Neighbouring governments give cold shoulder to incinerators

The future of waste is hugely exciting.

New innovations – utilising today’s technology including lasers and robotics – combined with a swing in government thinking toward more sustainable policy and a savvy investor community which has its eye on the environment, has already allowed the industry to sharply increase the amount of waste we recycle. As such, waste – once considered an inevitable problem in a modern society – is now being viewed as a valuable commodity. Of course, in any fast-developing sector, there are leaders and there are laggards; so it is in waste.

Wales easily falls into the first category for taking bold decisions in an effort to become a zero-waste and carbon net-zero nation by 2050. To reach that aim it launched its Beyond Recycling strategy earlier this year in which it announced an immediate moratorium on new large-scale energy-from-waste plants in the country.

In announcing the measure it said: “Last year, Wales achieved its highest-ever recycling rate, at over 65% – and has set out ambitions to become the world leader. As a result, the need to burn waste, or send it to landfill, will reduce.”

The Welsh government realised that energy-from-waste incinerators – which essentially burn household waste to produce electricity – are in fact an outdated way of dealing with waste which aren’t able to operate efficiently in the UK and Ireland. True to its word, it rejected a planning application for a 200,000 tonnes-per-year plant near Cardiff earlier this month.
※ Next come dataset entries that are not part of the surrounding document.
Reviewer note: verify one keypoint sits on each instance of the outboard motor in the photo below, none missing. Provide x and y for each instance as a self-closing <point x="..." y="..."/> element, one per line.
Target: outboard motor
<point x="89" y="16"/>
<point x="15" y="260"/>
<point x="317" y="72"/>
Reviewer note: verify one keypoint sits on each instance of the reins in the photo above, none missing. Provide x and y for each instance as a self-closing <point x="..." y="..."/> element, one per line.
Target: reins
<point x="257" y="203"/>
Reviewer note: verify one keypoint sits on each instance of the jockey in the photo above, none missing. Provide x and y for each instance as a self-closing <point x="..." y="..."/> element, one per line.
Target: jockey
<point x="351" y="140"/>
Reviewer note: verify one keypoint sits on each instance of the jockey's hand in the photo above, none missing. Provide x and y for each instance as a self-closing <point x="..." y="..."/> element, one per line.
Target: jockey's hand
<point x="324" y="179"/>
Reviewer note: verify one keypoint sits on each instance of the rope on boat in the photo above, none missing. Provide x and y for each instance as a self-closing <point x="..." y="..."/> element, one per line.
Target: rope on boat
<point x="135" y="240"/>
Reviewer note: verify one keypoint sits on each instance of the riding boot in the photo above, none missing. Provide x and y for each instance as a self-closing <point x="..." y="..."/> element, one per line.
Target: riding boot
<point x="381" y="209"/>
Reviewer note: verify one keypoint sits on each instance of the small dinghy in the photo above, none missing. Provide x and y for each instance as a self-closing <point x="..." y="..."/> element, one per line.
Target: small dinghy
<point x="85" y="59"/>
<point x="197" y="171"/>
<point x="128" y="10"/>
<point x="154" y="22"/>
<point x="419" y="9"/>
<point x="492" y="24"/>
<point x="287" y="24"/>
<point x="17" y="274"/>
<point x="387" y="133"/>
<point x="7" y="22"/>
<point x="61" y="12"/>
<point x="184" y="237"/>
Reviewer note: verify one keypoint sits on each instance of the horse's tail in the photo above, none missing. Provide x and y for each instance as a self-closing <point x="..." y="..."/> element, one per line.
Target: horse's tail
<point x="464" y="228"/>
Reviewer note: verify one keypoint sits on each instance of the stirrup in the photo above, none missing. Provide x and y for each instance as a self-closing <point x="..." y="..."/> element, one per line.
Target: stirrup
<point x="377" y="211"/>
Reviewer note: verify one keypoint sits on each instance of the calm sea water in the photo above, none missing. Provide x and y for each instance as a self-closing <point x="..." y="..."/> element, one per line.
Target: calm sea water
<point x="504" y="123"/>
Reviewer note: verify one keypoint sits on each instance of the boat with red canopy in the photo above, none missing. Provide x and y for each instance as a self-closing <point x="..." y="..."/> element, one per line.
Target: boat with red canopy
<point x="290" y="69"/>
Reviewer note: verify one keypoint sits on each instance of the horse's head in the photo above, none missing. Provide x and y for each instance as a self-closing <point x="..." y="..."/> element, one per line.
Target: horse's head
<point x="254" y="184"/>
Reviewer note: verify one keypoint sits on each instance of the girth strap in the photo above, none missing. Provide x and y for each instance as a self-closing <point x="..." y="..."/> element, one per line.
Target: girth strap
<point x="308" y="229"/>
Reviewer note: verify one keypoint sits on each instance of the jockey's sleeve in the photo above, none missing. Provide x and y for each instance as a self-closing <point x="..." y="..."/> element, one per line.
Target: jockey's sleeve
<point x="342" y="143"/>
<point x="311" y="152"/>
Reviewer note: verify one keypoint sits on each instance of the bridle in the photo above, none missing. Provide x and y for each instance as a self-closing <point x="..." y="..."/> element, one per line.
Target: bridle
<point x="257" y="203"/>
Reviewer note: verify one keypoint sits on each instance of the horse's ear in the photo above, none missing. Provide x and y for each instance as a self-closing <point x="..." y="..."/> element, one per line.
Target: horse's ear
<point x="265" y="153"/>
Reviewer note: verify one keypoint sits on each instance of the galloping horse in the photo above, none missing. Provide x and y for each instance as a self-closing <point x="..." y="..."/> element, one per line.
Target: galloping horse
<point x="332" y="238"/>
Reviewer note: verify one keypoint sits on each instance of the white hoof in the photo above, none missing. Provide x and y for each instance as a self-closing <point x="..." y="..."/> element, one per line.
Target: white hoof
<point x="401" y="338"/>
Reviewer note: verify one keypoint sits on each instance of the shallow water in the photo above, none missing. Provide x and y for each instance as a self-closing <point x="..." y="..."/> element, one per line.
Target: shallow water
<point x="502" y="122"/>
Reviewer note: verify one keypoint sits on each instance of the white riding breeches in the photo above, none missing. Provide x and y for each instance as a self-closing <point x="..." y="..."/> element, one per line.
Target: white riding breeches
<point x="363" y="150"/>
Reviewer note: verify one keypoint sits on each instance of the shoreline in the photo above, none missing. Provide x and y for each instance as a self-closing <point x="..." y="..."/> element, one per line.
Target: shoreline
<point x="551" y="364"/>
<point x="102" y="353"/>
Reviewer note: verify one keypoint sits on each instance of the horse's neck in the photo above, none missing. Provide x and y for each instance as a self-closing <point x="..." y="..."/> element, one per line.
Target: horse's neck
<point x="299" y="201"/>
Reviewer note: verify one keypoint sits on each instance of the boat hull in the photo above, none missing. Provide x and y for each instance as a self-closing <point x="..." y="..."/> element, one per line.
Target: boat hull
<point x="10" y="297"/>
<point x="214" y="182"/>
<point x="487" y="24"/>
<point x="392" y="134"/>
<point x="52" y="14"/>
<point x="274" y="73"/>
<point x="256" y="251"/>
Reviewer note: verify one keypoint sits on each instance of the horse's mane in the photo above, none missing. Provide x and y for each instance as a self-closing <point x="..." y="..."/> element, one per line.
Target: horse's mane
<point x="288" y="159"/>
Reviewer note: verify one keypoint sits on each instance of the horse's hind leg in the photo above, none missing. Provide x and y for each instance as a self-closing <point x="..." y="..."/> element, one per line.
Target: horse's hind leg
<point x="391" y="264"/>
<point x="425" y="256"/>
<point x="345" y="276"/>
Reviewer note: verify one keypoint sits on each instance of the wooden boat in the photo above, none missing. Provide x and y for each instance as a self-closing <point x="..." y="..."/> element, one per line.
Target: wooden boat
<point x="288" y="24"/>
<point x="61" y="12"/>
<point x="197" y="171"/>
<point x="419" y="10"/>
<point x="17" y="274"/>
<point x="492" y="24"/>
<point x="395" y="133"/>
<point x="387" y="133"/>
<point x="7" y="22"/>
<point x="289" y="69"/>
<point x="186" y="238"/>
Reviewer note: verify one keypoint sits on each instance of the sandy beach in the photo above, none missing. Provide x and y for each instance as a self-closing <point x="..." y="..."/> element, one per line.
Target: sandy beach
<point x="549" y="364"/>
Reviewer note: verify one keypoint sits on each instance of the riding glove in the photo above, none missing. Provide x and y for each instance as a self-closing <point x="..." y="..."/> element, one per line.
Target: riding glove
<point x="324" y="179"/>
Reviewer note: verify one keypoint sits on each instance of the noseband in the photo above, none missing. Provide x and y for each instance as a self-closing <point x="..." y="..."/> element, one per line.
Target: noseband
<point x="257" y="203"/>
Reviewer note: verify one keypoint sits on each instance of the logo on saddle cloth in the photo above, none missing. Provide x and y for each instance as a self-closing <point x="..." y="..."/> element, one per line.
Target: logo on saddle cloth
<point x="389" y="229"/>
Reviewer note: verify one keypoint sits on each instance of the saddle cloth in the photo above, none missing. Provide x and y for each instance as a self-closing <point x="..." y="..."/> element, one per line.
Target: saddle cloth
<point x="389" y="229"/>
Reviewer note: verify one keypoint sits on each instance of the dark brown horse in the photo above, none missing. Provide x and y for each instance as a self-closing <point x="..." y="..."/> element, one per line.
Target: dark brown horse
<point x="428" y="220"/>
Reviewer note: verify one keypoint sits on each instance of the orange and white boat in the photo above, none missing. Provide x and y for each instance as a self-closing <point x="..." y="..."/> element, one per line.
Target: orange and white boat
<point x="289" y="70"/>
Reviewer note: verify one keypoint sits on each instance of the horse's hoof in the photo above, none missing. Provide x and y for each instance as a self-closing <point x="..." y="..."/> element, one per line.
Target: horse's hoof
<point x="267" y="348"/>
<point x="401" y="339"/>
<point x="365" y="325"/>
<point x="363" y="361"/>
Further north, the Scottish government is thinking along the same lines when it comes to energy-from-waste. It has told local authorities to inform it of any current or new planning applications for energy-from-waste plants while it considers also implementing a moratorium on their construction. Like Wales, Scotland has also set itself ambitious recycling targets, including recycling 70% of waste by 2025, a figure which won’t be reached by building more energy-from-waste plants.

While dressed up by some as draconian measures, neither Scotland or Wales are outliers in the race to reduce carbon emissions to create a greener future for the next generation. If anything, they are slightly ahead of the curve and other jurisdictions will follow suit in due course.

The Northern Ireland Executive certainly has more reason than most to take heed of the actions in Edinburgh and Cardiff. They are faced with a proposed waste incinerator in Mallusk by arc21, which the actions of Wales and Scotland show would be a retrograde step for our waste sector, for our country and for our children. Fortunately, they not only have the example of two neighbouring countries to support a decision to block the proposed incinerator plant, they can also take comfort from the fact Northern Ireland has ample capacity and ambition to deal with our waste now and in the future.

Companies such as Re-Gen Waste have proven that Northern Ireland’s waste can be a valuable commodity, one which provides processes to reuse and recycle materials and which is not constantly calling on earth’s resources for new virgin materials. Today we recycle as much as we possibly can. In the future changes to packaging rules and the continuing innovation in the waste processing sector will allow most of our waste to be recycled.

Just think of that.

A future where all our waste is recycled by a cutting-edge industry redefining the meaning of the term ‘waste’. Or think of one centred on a giant incinerator fed by a supply of indiscriminate mixed waste, some of which will need to be imported from other countries to satiate its enormous appetite. In offering this as a solution, the proposers are finding an answer from the past, not working toward the future.

It’s clear which offers a cleaner, greener future for our environment, our children and their children. The Scottish and Welsh governments have made their choice. Let’s hope the Northern Ireland Executive follows suit and unburdens this forward thinking industry to fulfil the exciting potential it can provide.